Miao Chen, Zhang Zhenghao, Chen Jiamin, Rebibo Daniel, Wu Haoran, Fung Sin-Hang, Cheng Alfred Sze-Lok, Tsui Stephen Kwok-Wing, Sinha Sanju, Cao Qin, Yip Kevin Y
School of Biomedical Sciences, The Chinese University of Hong Kong, Shatin, New Territories, Hong Kong.
Department of Computer Science and Engineering, The Chinese University of Hong Kong, Shatin, New Territories, Hong Kong.
Comput Struct Biotechnol J. 2025 Jul 24;27:3299-3306. doi: 10.1016/j.csbj.2025.07.042. eCollection 2025.

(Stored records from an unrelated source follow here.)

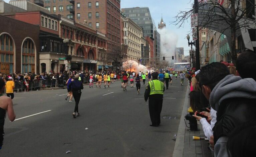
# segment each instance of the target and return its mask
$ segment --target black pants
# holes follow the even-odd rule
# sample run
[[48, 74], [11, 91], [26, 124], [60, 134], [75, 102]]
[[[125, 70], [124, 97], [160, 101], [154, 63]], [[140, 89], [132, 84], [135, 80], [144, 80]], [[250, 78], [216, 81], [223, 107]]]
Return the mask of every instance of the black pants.
[[78, 104], [79, 104], [79, 101], [80, 101], [81, 94], [82, 92], [80, 91], [74, 91], [73, 92], [73, 96], [74, 96], [75, 102], [76, 102], [76, 106], [74, 111], [75, 113], [78, 112]]
[[166, 84], [166, 89], [167, 89], [169, 87], [169, 78], [164, 79], [165, 79], [165, 84]]
[[137, 88], [137, 90], [140, 89], [140, 83], [136, 83], [136, 88]]
[[8, 96], [8, 97], [10, 97], [10, 98], [12, 99], [13, 99], [13, 98], [14, 97], [14, 94], [13, 93], [6, 93], [6, 95], [7, 95], [7, 96]]
[[163, 106], [163, 95], [150, 95], [149, 100], [149, 114], [152, 125], [159, 126], [161, 123], [160, 115]]

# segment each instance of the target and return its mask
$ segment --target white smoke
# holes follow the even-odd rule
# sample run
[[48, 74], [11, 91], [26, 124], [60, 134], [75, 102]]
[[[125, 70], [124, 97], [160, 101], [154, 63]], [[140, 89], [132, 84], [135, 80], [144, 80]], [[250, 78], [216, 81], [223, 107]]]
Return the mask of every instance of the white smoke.
[[[165, 57], [174, 56], [175, 58], [175, 48], [178, 42], [177, 34], [166, 28], [159, 29], [158, 31], [161, 37], [161, 53]], [[174, 63], [172, 58], [167, 58], [166, 59], [170, 63]]]
[[123, 63], [123, 69], [128, 71], [134, 71], [138, 73], [140, 71], [146, 73], [148, 71], [146, 67], [143, 65], [139, 64], [134, 61], [128, 61]]

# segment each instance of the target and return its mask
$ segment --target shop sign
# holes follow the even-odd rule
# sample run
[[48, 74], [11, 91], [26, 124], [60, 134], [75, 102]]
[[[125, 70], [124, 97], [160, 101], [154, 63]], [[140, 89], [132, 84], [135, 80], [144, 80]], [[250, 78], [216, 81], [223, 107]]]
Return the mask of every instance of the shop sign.
[[91, 63], [97, 64], [97, 63], [98, 63], [98, 61], [94, 61], [94, 60], [91, 60]]

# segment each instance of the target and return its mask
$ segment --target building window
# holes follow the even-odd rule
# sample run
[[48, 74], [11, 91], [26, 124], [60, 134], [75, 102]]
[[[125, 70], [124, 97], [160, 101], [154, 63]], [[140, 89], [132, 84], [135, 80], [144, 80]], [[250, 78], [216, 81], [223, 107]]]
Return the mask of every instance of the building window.
[[89, 18], [89, 19], [90, 19], [92, 18], [92, 13], [91, 12], [89, 12], [89, 13], [88, 13], [88, 18]]
[[96, 2], [96, 8], [99, 8], [99, 2]]
[[96, 12], [96, 18], [99, 18], [100, 17], [100, 14], [98, 12]]
[[41, 17], [41, 26], [44, 27], [44, 18], [43, 17]]
[[56, 22], [54, 22], [54, 29], [55, 29], [56, 31], [57, 30], [57, 23]]
[[65, 28], [62, 29], [62, 37], [65, 37], [65, 31], [66, 30]]
[[67, 15], [67, 18], [71, 20], [73, 20], [73, 14], [68, 14]]
[[4, 34], [0, 36], [0, 69], [4, 74], [13, 73], [14, 50], [12, 38]]
[[60, 12], [63, 11], [63, 6], [59, 6], [59, 10], [60, 10]]
[[51, 29], [51, 20], [48, 20], [48, 28]]
[[49, 10], [49, 12], [50, 11], [51, 8], [49, 6], [46, 6], [45, 8]]
[[72, 5], [68, 5], [67, 6], [67, 11], [72, 11], [73, 10], [73, 6]]
[[35, 49], [34, 43], [29, 39], [23, 43], [22, 47], [22, 73], [35, 72]]

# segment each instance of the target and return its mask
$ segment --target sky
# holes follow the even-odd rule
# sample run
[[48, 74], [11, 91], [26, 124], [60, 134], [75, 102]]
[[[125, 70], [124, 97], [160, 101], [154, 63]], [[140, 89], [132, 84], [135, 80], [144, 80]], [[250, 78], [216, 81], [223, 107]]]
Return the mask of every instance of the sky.
[[[9, 3], [9, 0], [4, 0]], [[172, 43], [172, 45], [176, 45], [177, 47], [184, 47], [184, 54], [188, 55], [190, 48], [186, 37], [191, 31], [190, 20], [185, 22], [183, 27], [179, 28], [171, 23], [175, 20], [174, 18], [180, 11], [187, 10], [191, 8], [191, 0], [121, 0], [121, 8], [148, 7], [156, 27], [160, 22], [162, 14], [164, 21], [166, 25], [166, 30], [170, 31], [168, 34], [175, 36], [171, 38], [173, 39], [170, 40], [170, 42]], [[170, 37], [164, 39], [169, 39]]]
[[[191, 8], [190, 0], [121, 0], [121, 8], [128, 8], [136, 7], [147, 7], [149, 8], [152, 18], [155, 21], [156, 27], [161, 20], [162, 14], [164, 22], [166, 25], [166, 30], [173, 37], [171, 42], [176, 43], [177, 47], [184, 47], [184, 55], [189, 55], [190, 48], [188, 44], [186, 36], [190, 33], [190, 20], [185, 22], [183, 27], [178, 28], [178, 26], [171, 24], [175, 21], [174, 18], [180, 11], [187, 10]], [[192, 37], [190, 37], [190, 39]], [[163, 41], [161, 42], [166, 42]]]

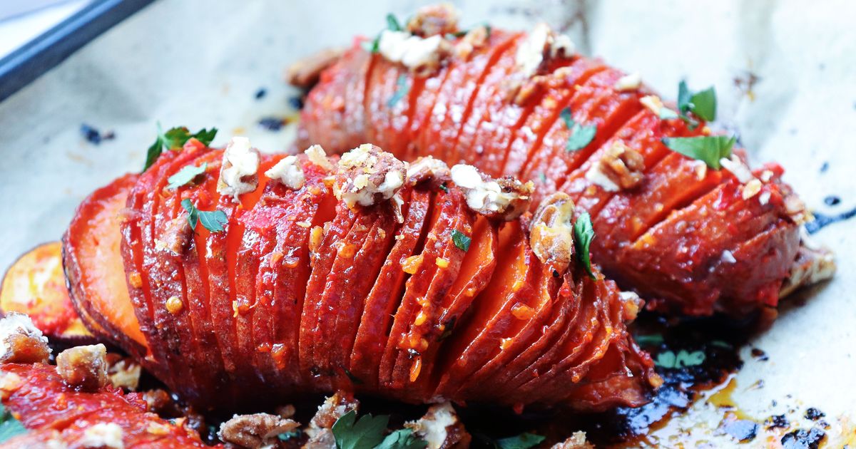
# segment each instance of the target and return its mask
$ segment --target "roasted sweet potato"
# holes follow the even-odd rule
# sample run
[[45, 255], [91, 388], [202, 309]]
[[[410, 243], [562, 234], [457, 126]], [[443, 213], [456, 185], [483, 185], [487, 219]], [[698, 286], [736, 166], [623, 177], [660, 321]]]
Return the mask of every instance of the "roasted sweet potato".
[[62, 243], [50, 242], [19, 257], [3, 277], [0, 310], [29, 315], [51, 340], [92, 340], [68, 298], [62, 252]]
[[[568, 193], [592, 217], [594, 259], [621, 287], [649, 299], [649, 308], [746, 316], [775, 307], [780, 292], [792, 290], [805, 213], [781, 169], [742, 179], [746, 158], [735, 150], [735, 164], [743, 166], [734, 168], [739, 180], [671, 151], [663, 139], [706, 136], [704, 121], [692, 113], [686, 120], [661, 118], [662, 103], [645, 86], [566, 51], [567, 38], [544, 26], [528, 35], [494, 28], [464, 54], [457, 50], [472, 46], [469, 38], [445, 35], [435, 55], [442, 63], [427, 74], [395, 59], [405, 45], [384, 52], [384, 35], [395, 32], [383, 32], [373, 53], [357, 41], [324, 72], [306, 97], [298, 146], [319, 144], [338, 152], [376, 141], [408, 160], [471, 163], [492, 176], [534, 181], [533, 208], [554, 192]], [[396, 95], [395, 86], [407, 95]], [[574, 142], [572, 134], [590, 127], [591, 139]], [[638, 166], [624, 174], [621, 186], [603, 168], [615, 166], [609, 157], [616, 149]], [[623, 163], [618, 161], [619, 169]], [[710, 195], [718, 195], [711, 192], [738, 191], [746, 199], [728, 213], [707, 213]], [[758, 219], [749, 225], [748, 216]], [[715, 234], [722, 227], [732, 229], [728, 238]], [[765, 233], [776, 236], [766, 240], [770, 245], [750, 244]], [[730, 263], [738, 252], [743, 258]]]
[[56, 368], [0, 365], [3, 404], [29, 429], [0, 446], [208, 447], [195, 433], [147, 412], [139, 393], [109, 387], [81, 392], [67, 385]]
[[[182, 168], [203, 163], [204, 174], [168, 186]], [[132, 307], [99, 311], [97, 282], [121, 270], [95, 269], [68, 248], [70, 273], [93, 270], [74, 278], [75, 301], [116, 333], [111, 341], [138, 351], [144, 367], [203, 408], [258, 408], [336, 389], [413, 403], [644, 403], [657, 377], [625, 328], [626, 310], [639, 304], [597, 267], [595, 280], [572, 261], [569, 197], [551, 197], [565, 209], [549, 227], [564, 245], [550, 245], [543, 230], [530, 234], [540, 215], [514, 218], [531, 185], [473, 168], [464, 172], [474, 179], [461, 178], [460, 168], [442, 162], [422, 167], [431, 169], [408, 174], [372, 145], [336, 162], [318, 147], [282, 157], [253, 153], [246, 140], [224, 151], [191, 141], [133, 182], [93, 195], [108, 198], [95, 200], [101, 209], [90, 211], [92, 199], [81, 207], [107, 216], [105, 204], [127, 197], [115, 229], [89, 220], [91, 229], [73, 224], [68, 235], [121, 229], [129, 299], [111, 300]], [[238, 168], [247, 171], [230, 174]], [[585, 326], [564, 326], [572, 315]], [[134, 319], [145, 357], [122, 330]], [[610, 373], [632, 380], [613, 391]], [[538, 394], [513, 394], [501, 378]]]

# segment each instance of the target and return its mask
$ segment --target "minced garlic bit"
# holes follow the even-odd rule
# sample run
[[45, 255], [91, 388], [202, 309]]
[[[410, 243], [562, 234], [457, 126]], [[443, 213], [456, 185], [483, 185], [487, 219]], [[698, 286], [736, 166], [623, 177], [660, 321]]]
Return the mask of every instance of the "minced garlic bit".
[[743, 161], [736, 154], [731, 155], [730, 159], [722, 157], [719, 160], [719, 164], [731, 172], [740, 184], [746, 184], [755, 178], [746, 164], [743, 163]]
[[464, 192], [470, 209], [506, 221], [517, 218], [528, 208], [534, 189], [532, 181], [524, 184], [508, 176], [494, 180], [472, 165], [455, 165], [451, 175], [452, 181]]
[[574, 256], [574, 201], [561, 192], [541, 202], [529, 225], [529, 245], [542, 263], [564, 272]]
[[296, 156], [286, 156], [282, 158], [270, 169], [265, 172], [265, 175], [294, 190], [302, 187], [306, 180], [306, 177], [303, 176], [303, 168]]
[[734, 253], [731, 252], [728, 250], [725, 250], [722, 251], [721, 258], [722, 259], [722, 262], [726, 263], [737, 263], [737, 259], [734, 258]]
[[177, 296], [170, 296], [169, 299], [166, 300], [166, 310], [168, 312], [175, 315], [176, 313], [181, 311], [184, 309], [184, 303], [181, 302], [181, 298]]
[[393, 197], [404, 186], [407, 165], [371, 144], [342, 155], [333, 193], [348, 207], [371, 206]]
[[635, 91], [639, 86], [642, 86], [642, 76], [639, 72], [633, 72], [619, 78], [614, 88], [618, 92]]
[[537, 74], [544, 62], [555, 57], [570, 57], [574, 51], [574, 42], [564, 34], [556, 34], [550, 25], [539, 23], [517, 47], [514, 61], [520, 73], [526, 78]]
[[746, 186], [743, 186], [743, 192], [741, 195], [743, 199], [749, 199], [755, 195], [758, 195], [758, 192], [761, 192], [761, 187], [763, 186], [764, 184], [762, 184], [759, 180], [752, 178], [746, 184]]
[[235, 203], [241, 193], [248, 193], [259, 186], [259, 151], [250, 146], [246, 137], [233, 137], [223, 152], [217, 193], [231, 195]]
[[665, 108], [663, 104], [663, 100], [656, 95], [646, 95], [639, 98], [639, 103], [641, 103], [645, 108], [648, 108], [649, 110], [656, 114], [657, 116], [660, 115], [663, 109]]
[[23, 313], [8, 312], [0, 319], [0, 363], [46, 363], [48, 339]]
[[83, 431], [83, 438], [77, 440], [79, 447], [104, 447], [124, 449], [122, 438], [123, 432], [116, 422], [98, 422]]
[[433, 73], [449, 54], [451, 44], [439, 34], [420, 38], [407, 32], [383, 30], [377, 50], [390, 62], [403, 65], [419, 75]]
[[330, 162], [327, 158], [327, 153], [324, 151], [321, 145], [312, 145], [306, 148], [304, 151], [306, 157], [309, 158], [309, 162], [318, 165], [318, 167], [327, 170], [329, 172], [336, 171], [336, 167], [333, 166], [333, 162]]

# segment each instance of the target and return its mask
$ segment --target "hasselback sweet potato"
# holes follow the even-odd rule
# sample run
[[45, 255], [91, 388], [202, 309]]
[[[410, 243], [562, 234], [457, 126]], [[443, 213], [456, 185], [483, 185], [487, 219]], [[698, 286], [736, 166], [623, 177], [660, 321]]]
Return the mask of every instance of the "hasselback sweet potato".
[[574, 53], [544, 26], [528, 35], [450, 33], [450, 16], [444, 34], [431, 35], [419, 14], [416, 27], [383, 32], [373, 50], [357, 42], [321, 74], [300, 145], [342, 151], [383, 142], [408, 160], [473, 164], [532, 180], [532, 207], [565, 192], [591, 216], [592, 257], [603, 272], [652, 309], [744, 316], [775, 307], [783, 282], [794, 285], [807, 214], [780, 166], [750, 172], [735, 149], [729, 169], [719, 169], [718, 157], [708, 167], [669, 150], [664, 139], [710, 131], [693, 112], [664, 108], [637, 77]]
[[[188, 167], [201, 173], [173, 185]], [[90, 231], [121, 229], [121, 251], [65, 239], [69, 273], [121, 258], [128, 296], [112, 298], [119, 312], [86, 305], [116, 270], [103, 265], [74, 279], [75, 304], [201, 407], [344, 389], [602, 410], [657, 384], [626, 328], [639, 298], [577, 260], [566, 194], [520, 219], [532, 185], [471, 166], [372, 145], [270, 156], [239, 138], [225, 151], [191, 139], [132, 184], [112, 190], [127, 198], [121, 225]]]

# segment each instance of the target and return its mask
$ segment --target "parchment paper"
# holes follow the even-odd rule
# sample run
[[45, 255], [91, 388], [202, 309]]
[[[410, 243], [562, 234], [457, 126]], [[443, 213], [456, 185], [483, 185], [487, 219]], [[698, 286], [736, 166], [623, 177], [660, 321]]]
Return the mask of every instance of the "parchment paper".
[[[292, 130], [256, 123], [289, 111], [286, 65], [346, 44], [354, 34], [373, 35], [387, 12], [406, 17], [422, 3], [161, 0], [109, 31], [0, 104], [0, 269], [30, 247], [59, 239], [94, 188], [139, 171], [156, 121], [165, 127], [217, 127], [215, 145], [241, 133], [264, 150], [285, 150]], [[781, 162], [809, 207], [827, 214], [856, 205], [854, 5], [458, 3], [464, 26], [490, 21], [528, 29], [548, 21], [584, 53], [639, 71], [668, 98], [683, 78], [697, 89], [715, 85], [720, 122], [740, 130], [755, 162]], [[267, 94], [257, 100], [259, 88]], [[93, 145], [82, 138], [82, 123], [116, 137]], [[826, 206], [828, 195], [841, 204]], [[788, 301], [773, 328], [752, 342], [769, 361], [744, 357], [734, 396], [750, 415], [770, 416], [773, 400], [820, 407], [828, 416], [853, 409], [854, 223], [816, 234], [836, 250], [838, 275]], [[750, 388], [758, 379], [764, 387]]]

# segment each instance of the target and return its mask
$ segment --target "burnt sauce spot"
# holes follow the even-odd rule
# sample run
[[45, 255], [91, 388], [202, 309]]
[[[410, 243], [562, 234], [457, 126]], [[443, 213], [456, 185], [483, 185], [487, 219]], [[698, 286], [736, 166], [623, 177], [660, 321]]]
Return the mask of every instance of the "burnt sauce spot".
[[805, 230], [808, 231], [808, 233], [815, 233], [832, 223], [849, 220], [853, 216], [856, 216], [856, 208], [835, 216], [814, 212], [814, 220], [805, 223]]
[[826, 432], [812, 428], [811, 430], [799, 429], [782, 437], [782, 446], [784, 449], [817, 449], [820, 443], [826, 438]]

While large language models (LLMs) have shown promising capabilities in biomedical applications, measuring their reliability in knowledge extraction remains a challenge. We developed a benchmark to compare LLMs in 11 literature knowledge extraction tasks that are foundational to automatic knowledgebase development, with or without task-specific examples supplied. We found large variation across the LLMs' performance, depending on the level of technical specialization, difficulty of tasks, scattering of original information, and format and terminology standardization requirements. We also found that asking the LLMs to provide the source text behind their answers is useful for overcoming some key challenges, but that specifying this requirement in the prompt is difficult.
虽然大语言模型(LLMs)在生物医学应用中已展现出颇具前景的能力,但衡量它们在知识提取方面的可靠性仍是一项挑战。我们开发了一个基准,用于比较大语言模型在11个文献知识提取任务中的表现,这些任务是自动知识库开发的基础,无论是否提供特定任务的示例。我们发现,大语言模型的性能存在很大差异,这取决于技术专业化程度、任务难度、原始信息的分散程度以及格式和术语标准化要求。我们还发现,要求大语言模型提供其答案背后的源文本有助于克服一些关键挑战,但在提示中明确这一要求却很困难。